Do YOU know what a donor communications audit is? Not everyone does. Basically, it’s an evaluation of a department or organization’s communication effectiveness.

In this case, my team and I started to evaluate all of the documents we sent out to our donors over the past calendar year. We manage many events and campaigns throughout the year, so as YOU can imagine it was a daunting pile.

The team, led by our Director, started the process off by telling us we are all superheros! We are Coordinators of Appreciation. Pretty cool, right? I might get a shirt made. Every superhero has a secret power and ours is the  ability to make donors who connect with our cause feel appreciated and special.

I think that’s an awesome job.

None of us had completed a donor communications audit before. We owe it to our donors to give them the BEST donor-centric language with tug at the heartstrings stories and interesting communication pieces that are full of thanks that we can write!

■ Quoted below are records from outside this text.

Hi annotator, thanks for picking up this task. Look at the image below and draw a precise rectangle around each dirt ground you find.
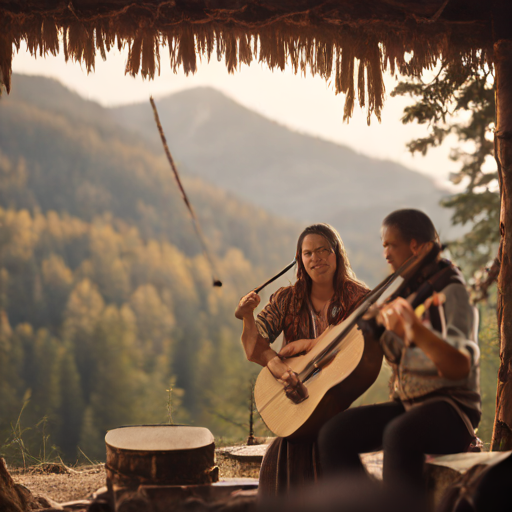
[10,464,107,504]
[9,454,260,505]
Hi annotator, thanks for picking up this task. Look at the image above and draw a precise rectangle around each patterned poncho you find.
[256,279,369,345]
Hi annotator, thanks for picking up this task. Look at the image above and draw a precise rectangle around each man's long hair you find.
[291,224,364,321]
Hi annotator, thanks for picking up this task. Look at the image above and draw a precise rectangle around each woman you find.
[318,209,481,502]
[235,223,369,496]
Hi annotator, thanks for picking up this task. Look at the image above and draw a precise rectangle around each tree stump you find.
[105,425,219,488]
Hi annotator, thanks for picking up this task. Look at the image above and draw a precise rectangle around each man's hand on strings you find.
[379,293,447,344]
[235,291,261,319]
[267,355,309,404]
[379,297,419,344]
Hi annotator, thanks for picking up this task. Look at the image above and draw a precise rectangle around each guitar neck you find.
[299,272,406,381]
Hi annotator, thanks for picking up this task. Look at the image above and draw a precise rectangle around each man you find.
[317,209,480,501]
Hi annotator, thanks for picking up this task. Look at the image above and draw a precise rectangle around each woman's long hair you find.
[291,223,365,322]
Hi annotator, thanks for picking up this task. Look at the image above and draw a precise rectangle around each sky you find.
[11,41,461,190]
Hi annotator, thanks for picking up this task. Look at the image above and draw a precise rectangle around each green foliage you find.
[0,206,275,463]
[0,77,304,464]
[392,60,498,276]
[394,61,501,445]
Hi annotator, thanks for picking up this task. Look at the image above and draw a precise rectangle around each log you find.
[114,481,258,512]
[105,425,219,488]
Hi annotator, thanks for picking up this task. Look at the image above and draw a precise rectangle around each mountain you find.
[0,74,311,451]
[1,74,457,285]
[0,74,299,282]
[111,88,453,224]
[111,87,458,278]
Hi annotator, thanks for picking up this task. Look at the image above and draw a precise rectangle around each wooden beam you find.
[491,0,512,451]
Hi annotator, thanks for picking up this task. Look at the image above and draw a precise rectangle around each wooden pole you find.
[491,0,512,451]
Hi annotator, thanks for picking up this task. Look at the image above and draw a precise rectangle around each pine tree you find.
[57,342,85,461]
[84,305,144,457]
[25,328,62,455]
[0,310,24,438]
[62,279,104,401]
[392,59,497,277]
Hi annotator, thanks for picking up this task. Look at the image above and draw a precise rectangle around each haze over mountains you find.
[2,73,456,284]
[111,86,455,280]
[0,73,462,450]
[0,74,310,450]
[0,74,299,286]
[112,87,453,236]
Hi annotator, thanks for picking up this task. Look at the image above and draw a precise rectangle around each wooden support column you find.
[491,0,512,451]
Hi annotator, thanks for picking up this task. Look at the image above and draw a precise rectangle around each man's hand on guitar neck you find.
[267,355,309,404]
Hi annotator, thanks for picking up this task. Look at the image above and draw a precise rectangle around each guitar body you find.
[254,320,383,439]
[253,245,441,440]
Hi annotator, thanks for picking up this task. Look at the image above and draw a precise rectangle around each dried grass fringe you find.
[0,11,493,122]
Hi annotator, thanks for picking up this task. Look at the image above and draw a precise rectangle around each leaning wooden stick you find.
[150,96,222,287]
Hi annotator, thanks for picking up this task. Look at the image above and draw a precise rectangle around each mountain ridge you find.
[110,86,450,224]
[2,74,458,284]
[110,85,456,278]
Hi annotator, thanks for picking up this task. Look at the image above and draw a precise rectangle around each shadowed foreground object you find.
[259,475,425,512]
[0,458,41,512]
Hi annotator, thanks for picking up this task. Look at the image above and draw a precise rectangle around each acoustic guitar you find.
[254,246,436,439]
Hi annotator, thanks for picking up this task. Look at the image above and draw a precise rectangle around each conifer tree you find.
[63,279,104,401]
[26,329,62,452]
[57,342,85,460]
[85,305,143,454]
[0,309,23,438]
[392,60,497,277]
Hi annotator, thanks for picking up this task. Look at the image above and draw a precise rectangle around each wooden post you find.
[491,0,512,451]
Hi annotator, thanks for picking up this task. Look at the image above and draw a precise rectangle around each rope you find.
[150,96,222,287]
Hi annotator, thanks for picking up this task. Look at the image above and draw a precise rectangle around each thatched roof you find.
[0,1,501,121]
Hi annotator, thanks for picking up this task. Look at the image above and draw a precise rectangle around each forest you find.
[0,75,301,462]
[0,73,500,463]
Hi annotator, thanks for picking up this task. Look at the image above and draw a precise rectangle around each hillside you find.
[0,75,309,460]
[111,87,457,280]
[112,88,453,227]
[0,74,462,463]
[0,75,499,463]
[0,74,298,278]
[2,75,456,284]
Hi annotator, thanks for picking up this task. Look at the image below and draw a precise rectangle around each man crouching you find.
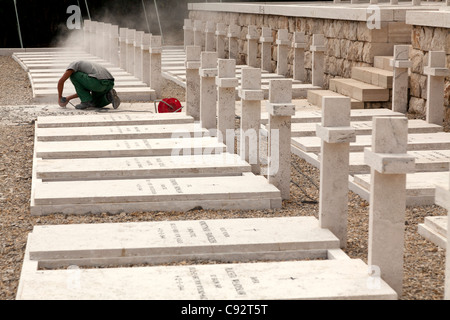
[58,60,121,110]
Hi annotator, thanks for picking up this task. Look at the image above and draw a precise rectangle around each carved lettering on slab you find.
[170,179,183,194]
[199,221,217,243]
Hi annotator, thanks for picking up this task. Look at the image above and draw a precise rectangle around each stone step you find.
[30,174,282,215]
[36,154,251,181]
[37,113,194,128]
[35,137,226,159]
[288,119,442,138]
[26,216,340,267]
[349,172,448,207]
[34,81,148,90]
[418,216,447,249]
[329,78,390,102]
[351,67,393,89]
[292,132,450,153]
[36,123,209,141]
[17,257,397,300]
[307,90,364,109]
[374,56,394,72]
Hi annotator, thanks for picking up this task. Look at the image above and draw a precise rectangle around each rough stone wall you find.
[188,11,410,89]
[409,25,450,120]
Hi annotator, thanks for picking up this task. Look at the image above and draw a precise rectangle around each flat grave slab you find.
[36,123,209,141]
[35,136,226,159]
[30,174,282,215]
[418,216,447,249]
[37,113,194,128]
[17,258,397,300]
[36,154,252,181]
[26,216,340,267]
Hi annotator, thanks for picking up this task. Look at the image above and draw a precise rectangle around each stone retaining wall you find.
[409,25,450,120]
[188,10,411,89]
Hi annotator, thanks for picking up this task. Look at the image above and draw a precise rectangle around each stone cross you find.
[390,45,412,114]
[216,23,227,59]
[246,25,259,68]
[200,51,219,131]
[216,59,238,149]
[134,31,145,80]
[183,19,194,49]
[434,171,450,300]
[276,29,290,77]
[424,51,450,126]
[311,34,326,88]
[194,20,204,49]
[185,46,202,121]
[316,96,356,248]
[260,27,273,73]
[95,22,105,58]
[83,20,91,54]
[89,21,97,56]
[267,79,296,199]
[205,21,216,52]
[110,25,120,67]
[228,25,240,61]
[365,117,416,297]
[293,32,307,82]
[119,28,128,71]
[103,24,112,63]
[149,35,162,99]
[239,68,265,174]
[126,29,136,75]
[141,33,151,86]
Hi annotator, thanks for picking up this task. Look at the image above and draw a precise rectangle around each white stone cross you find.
[183,19,194,49]
[228,24,240,61]
[216,59,238,149]
[185,46,202,121]
[83,20,91,54]
[293,32,307,83]
[260,27,273,73]
[365,117,416,297]
[390,45,412,114]
[311,34,326,88]
[126,29,136,75]
[215,23,228,59]
[205,21,216,52]
[89,21,97,56]
[424,51,450,126]
[141,33,151,86]
[246,25,259,68]
[149,36,162,99]
[102,24,112,62]
[134,31,145,80]
[95,22,105,59]
[276,29,290,77]
[200,51,219,131]
[317,96,356,248]
[239,68,265,174]
[119,28,128,71]
[267,79,296,199]
[193,20,204,49]
[109,25,120,67]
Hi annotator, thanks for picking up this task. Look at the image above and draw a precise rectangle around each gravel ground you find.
[0,55,448,300]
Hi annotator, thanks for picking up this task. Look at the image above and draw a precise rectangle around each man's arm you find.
[57,70,74,107]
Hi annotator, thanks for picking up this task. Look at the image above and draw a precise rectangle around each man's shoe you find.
[107,89,121,109]
[75,101,96,110]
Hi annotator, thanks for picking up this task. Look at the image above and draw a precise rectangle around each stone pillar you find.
[141,33,151,86]
[412,0,421,6]
[89,21,97,56]
[228,25,240,61]
[95,22,104,58]
[185,46,202,121]
[183,19,194,49]
[293,32,307,82]
[267,79,296,199]
[216,59,239,149]
[150,36,163,99]
[366,117,416,298]
[317,97,356,248]
[215,23,227,59]
[110,25,120,67]
[103,24,112,62]
[83,20,91,54]
[134,31,145,80]
[390,0,399,4]
[126,29,136,74]
[199,52,218,131]
[276,29,290,77]
[194,20,203,49]
[424,51,450,126]
[119,28,128,71]
[260,27,273,73]
[246,25,259,68]
[390,45,411,114]
[205,21,216,52]
[239,68,265,174]
[311,34,326,88]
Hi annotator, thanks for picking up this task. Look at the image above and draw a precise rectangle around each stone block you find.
[316,126,356,144]
[364,149,416,174]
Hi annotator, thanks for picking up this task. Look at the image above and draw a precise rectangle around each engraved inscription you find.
[175,275,184,291]
[225,267,246,296]
[143,140,152,149]
[134,158,143,168]
[157,158,166,167]
[210,274,222,289]
[189,267,207,300]
[124,141,131,149]
[199,221,217,244]
[171,223,183,244]
[146,180,157,195]
[188,227,197,238]
[158,228,166,239]
[136,184,143,191]
[220,227,230,238]
[170,179,183,194]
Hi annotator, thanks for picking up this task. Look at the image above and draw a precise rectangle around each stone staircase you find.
[308,55,394,110]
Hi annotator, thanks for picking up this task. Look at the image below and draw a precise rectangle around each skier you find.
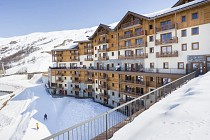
[44,113,48,120]
[36,122,39,130]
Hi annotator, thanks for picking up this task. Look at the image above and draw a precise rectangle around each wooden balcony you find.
[156,51,178,58]
[119,42,147,50]
[98,30,108,36]
[119,53,148,60]
[119,30,146,40]
[71,74,80,77]
[84,51,93,55]
[98,93,109,99]
[85,73,93,77]
[71,52,79,56]
[98,56,109,61]
[121,19,142,29]
[98,48,108,52]
[85,45,93,49]
[71,58,80,62]
[98,85,108,90]
[56,78,63,82]
[121,79,146,86]
[98,75,108,81]
[97,39,108,45]
[85,88,94,92]
[84,79,93,84]
[120,90,142,98]
[72,87,80,92]
[155,37,178,45]
[72,80,80,83]
[156,24,176,32]
[84,58,93,61]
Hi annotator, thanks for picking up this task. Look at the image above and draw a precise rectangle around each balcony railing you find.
[98,93,109,99]
[84,79,93,84]
[119,42,147,50]
[156,51,178,58]
[120,89,143,97]
[98,39,108,44]
[84,58,93,61]
[71,73,80,77]
[119,30,146,40]
[98,30,108,36]
[71,58,80,61]
[56,78,63,82]
[98,56,109,61]
[121,19,141,29]
[121,79,146,86]
[72,87,80,91]
[72,80,80,83]
[98,85,108,90]
[71,52,79,55]
[84,51,93,55]
[98,75,108,81]
[155,37,178,45]
[98,48,108,52]
[156,24,176,32]
[119,53,148,60]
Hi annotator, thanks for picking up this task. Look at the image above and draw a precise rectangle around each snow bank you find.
[111,72,210,140]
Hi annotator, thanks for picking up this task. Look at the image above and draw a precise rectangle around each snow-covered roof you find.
[143,0,208,18]
[52,43,78,51]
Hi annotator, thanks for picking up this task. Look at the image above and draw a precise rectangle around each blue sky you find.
[0,0,178,37]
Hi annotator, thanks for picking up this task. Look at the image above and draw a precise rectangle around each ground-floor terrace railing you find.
[43,71,197,140]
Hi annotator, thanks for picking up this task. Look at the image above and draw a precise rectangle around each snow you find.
[111,72,210,140]
[52,43,78,51]
[143,0,206,17]
[0,75,116,140]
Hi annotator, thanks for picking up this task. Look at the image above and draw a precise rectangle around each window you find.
[112,83,114,87]
[161,33,172,42]
[192,42,199,50]
[95,47,97,50]
[149,47,154,53]
[136,38,143,45]
[182,15,186,22]
[112,92,115,96]
[150,77,154,81]
[125,50,133,56]
[160,20,171,30]
[178,62,184,69]
[192,27,199,35]
[161,46,172,54]
[118,51,120,55]
[112,74,114,77]
[96,88,98,91]
[112,52,114,56]
[65,84,67,87]
[96,80,97,84]
[111,35,114,38]
[125,40,131,46]
[181,30,187,37]
[112,63,114,67]
[149,24,153,30]
[149,36,154,42]
[112,100,114,105]
[150,63,154,69]
[192,12,198,20]
[64,71,66,73]
[64,77,66,80]
[111,43,114,47]
[182,44,187,51]
[80,62,83,65]
[136,49,143,55]
[163,62,169,69]
[95,54,97,57]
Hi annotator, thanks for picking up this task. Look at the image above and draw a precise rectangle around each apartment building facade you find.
[49,0,210,108]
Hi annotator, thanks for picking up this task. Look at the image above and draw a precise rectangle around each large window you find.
[160,20,171,29]
[124,31,132,37]
[192,27,199,35]
[161,33,172,42]
[161,46,172,54]
[125,40,131,46]
[136,38,143,45]
[192,42,199,50]
[136,49,143,55]
[192,12,198,20]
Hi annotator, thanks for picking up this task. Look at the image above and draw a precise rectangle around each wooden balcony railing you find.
[71,52,79,55]
[98,30,108,36]
[71,58,80,61]
[119,53,148,60]
[121,79,146,86]
[98,75,108,81]
[71,74,80,77]
[98,48,108,52]
[84,80,93,84]
[84,58,93,61]
[120,89,143,97]
[84,51,93,55]
[98,93,109,99]
[98,39,108,45]
[156,51,178,58]
[156,23,176,32]
[98,56,109,61]
[121,19,141,29]
[72,80,80,83]
[72,87,80,91]
[155,37,178,45]
[98,85,108,90]
[119,42,147,50]
[119,30,146,40]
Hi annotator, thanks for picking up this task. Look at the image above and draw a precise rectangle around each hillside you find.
[0,26,98,75]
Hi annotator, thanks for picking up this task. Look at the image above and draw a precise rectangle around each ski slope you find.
[0,75,115,140]
[111,72,210,140]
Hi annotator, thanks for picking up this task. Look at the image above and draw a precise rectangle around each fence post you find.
[106,113,108,140]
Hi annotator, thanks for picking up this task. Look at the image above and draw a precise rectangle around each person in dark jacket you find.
[44,114,47,120]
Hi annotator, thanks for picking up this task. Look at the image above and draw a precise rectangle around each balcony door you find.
[161,46,172,54]
[161,33,172,43]
[161,20,171,29]
[125,50,133,56]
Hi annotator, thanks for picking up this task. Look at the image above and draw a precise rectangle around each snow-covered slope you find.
[0,27,98,75]
[111,72,210,140]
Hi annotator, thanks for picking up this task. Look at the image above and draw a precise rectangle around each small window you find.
[80,62,83,65]
[163,62,169,69]
[111,43,114,47]
[95,54,97,57]
[182,15,186,22]
[95,47,97,50]
[112,74,114,77]
[150,77,154,81]
[118,94,120,98]
[112,100,114,105]
[96,80,97,84]
[192,27,199,35]
[64,77,66,80]
[182,44,187,51]
[181,30,187,37]
[150,63,154,69]
[111,35,114,38]
[149,24,153,30]
[178,62,184,69]
[149,36,154,42]
[112,83,114,87]
[118,51,120,55]
[149,47,154,53]
[112,92,115,96]
[192,12,198,20]
[112,52,114,56]
[64,71,66,73]
[192,42,199,50]
[112,63,114,67]
[65,84,67,87]
[96,88,98,91]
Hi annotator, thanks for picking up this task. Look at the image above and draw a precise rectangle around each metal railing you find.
[43,71,197,140]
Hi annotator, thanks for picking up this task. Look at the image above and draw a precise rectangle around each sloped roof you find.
[52,43,78,51]
[89,24,114,39]
[172,0,195,7]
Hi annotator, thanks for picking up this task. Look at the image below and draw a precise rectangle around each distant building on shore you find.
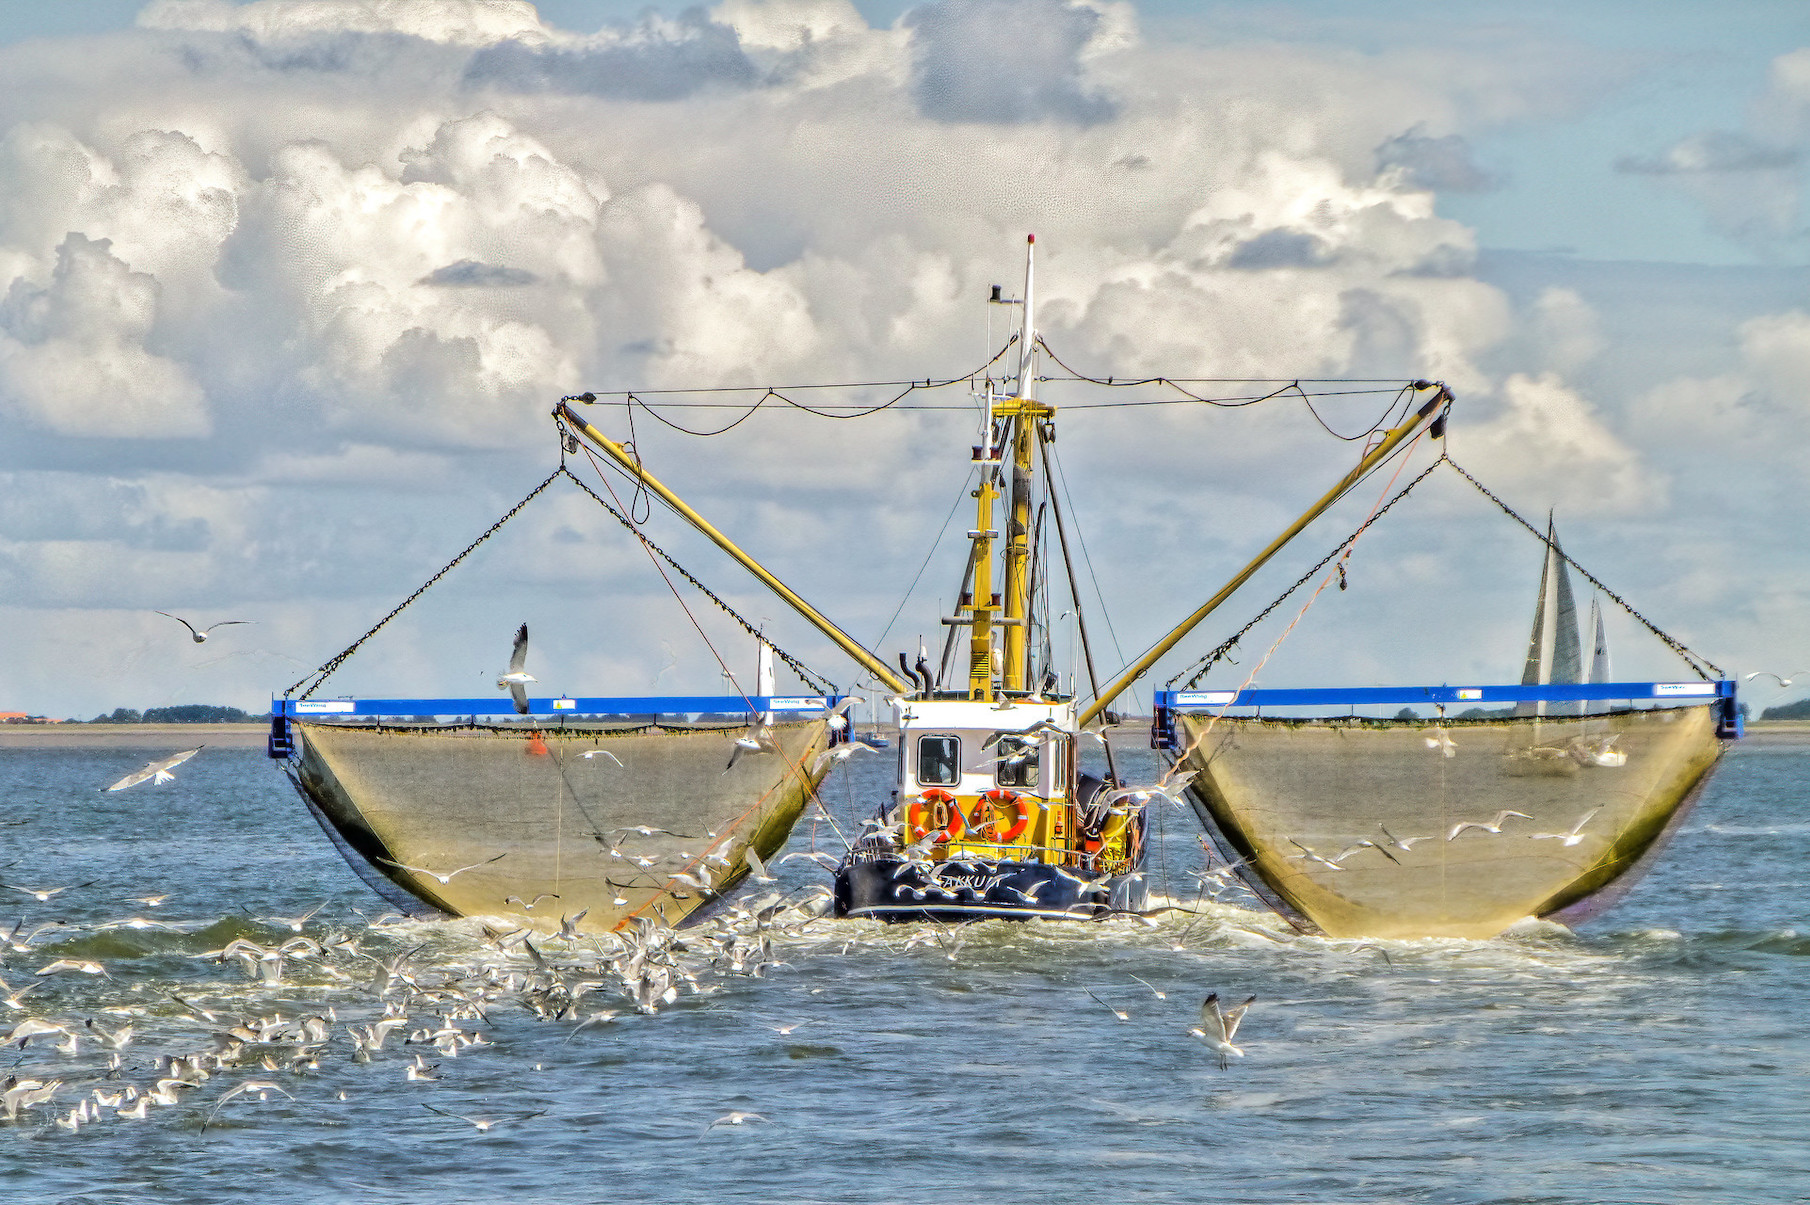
[0,712,65,724]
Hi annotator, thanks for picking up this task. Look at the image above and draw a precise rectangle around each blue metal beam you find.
[1150,680,1741,748]
[1155,681,1732,708]
[273,694,835,718]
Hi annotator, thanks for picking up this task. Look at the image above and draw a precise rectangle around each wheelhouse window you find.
[994,736,1040,788]
[917,735,960,786]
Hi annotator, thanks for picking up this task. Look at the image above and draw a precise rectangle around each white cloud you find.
[1456,373,1656,514]
[0,0,1783,713]
[139,0,552,47]
[0,233,209,437]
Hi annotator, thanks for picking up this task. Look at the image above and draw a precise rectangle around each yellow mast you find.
[1077,388,1449,728]
[557,402,912,696]
[968,235,1050,700]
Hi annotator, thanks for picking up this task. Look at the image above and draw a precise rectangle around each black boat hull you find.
[834,854,1148,923]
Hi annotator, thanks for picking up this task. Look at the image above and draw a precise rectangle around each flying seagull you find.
[423,1102,547,1133]
[496,623,535,714]
[155,612,251,643]
[1447,810,1533,841]
[104,748,202,792]
[1189,992,1255,1069]
[375,852,506,884]
[1530,807,1603,847]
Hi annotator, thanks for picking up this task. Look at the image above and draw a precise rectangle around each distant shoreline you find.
[0,723,270,749]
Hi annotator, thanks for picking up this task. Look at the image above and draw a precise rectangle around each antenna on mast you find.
[1015,234,1036,400]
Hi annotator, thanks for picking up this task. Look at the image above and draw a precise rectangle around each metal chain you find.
[288,458,837,700]
[1172,459,1445,689]
[1443,457,1721,680]
[558,467,836,695]
[288,467,566,699]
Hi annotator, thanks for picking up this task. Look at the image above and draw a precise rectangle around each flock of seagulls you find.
[0,856,1271,1140]
[0,874,887,1138]
[1286,807,1605,872]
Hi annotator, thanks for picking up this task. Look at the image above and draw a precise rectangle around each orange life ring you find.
[980,788,1031,842]
[907,788,961,842]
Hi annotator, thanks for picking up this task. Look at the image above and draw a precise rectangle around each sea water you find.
[0,736,1805,1204]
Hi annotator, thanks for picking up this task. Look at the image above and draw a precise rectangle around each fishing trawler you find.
[271,234,1738,938]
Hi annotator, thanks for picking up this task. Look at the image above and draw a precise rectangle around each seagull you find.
[1332,839,1400,866]
[613,826,692,839]
[1085,989,1129,1022]
[1285,838,1347,871]
[817,697,861,732]
[744,848,778,885]
[260,902,326,932]
[1530,807,1603,847]
[725,723,780,772]
[1745,671,1808,688]
[1447,810,1533,840]
[496,623,535,715]
[504,893,560,911]
[104,748,202,792]
[375,852,506,884]
[2,881,91,902]
[702,1110,768,1135]
[810,743,874,775]
[1189,993,1255,1069]
[780,851,841,871]
[1424,730,1457,758]
[580,749,623,766]
[202,1080,295,1132]
[1376,824,1433,852]
[981,719,1066,750]
[423,1102,547,1133]
[1129,975,1167,1000]
[36,959,107,978]
[155,612,251,643]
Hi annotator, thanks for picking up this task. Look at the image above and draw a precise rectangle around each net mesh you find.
[291,719,830,932]
[1175,704,1724,939]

With that in mind, we got started. Each of us had a station equipped with a note pad, highlighter, pens, and paperclips. We each took a pile and read through every thank you letter,  newsletter, brochure, tax receipt and appeal letter with our checklist in mind.

Here is the checklist:

  • Circle the word YOU
  • Put a star by any personal stories
  • Highlight  internal/organizational speak
  • Underline facts and figures
  • Put a heart by thank you
  • Put a check mark next to an ask
  • Draw a happy face by good pictures (people’s faces and eyes)
  • Mark and X by bad pictures (an empty podium, backs of a crowd etc.)

I couldn’t believe what I was reading. I know we’re all very careful with what we send out to donors but with this new critical eye, I found that some of our documents weren’t very donor-centric at all. My team agreed.

This useful exercise proved that we have improvements to make and donors to save! Perhaps, we should keep this checklist and use it as a guideline for everything we send out and we should continue to complete an audit every year because it’s the only way we’re going to improve.

Our next step in the donor communications audit will be to go through the documents we evaluated together and discuss our findings. I know my team and I will come up with new ideas and strategies to improve our donor communications.

I hope this has inspired YOU to do your own donor communications audit or revisit the idea if it’s been a while for YOU and your organization. We’d love to hear stories about how your team completed an audit and what it meant for your donors.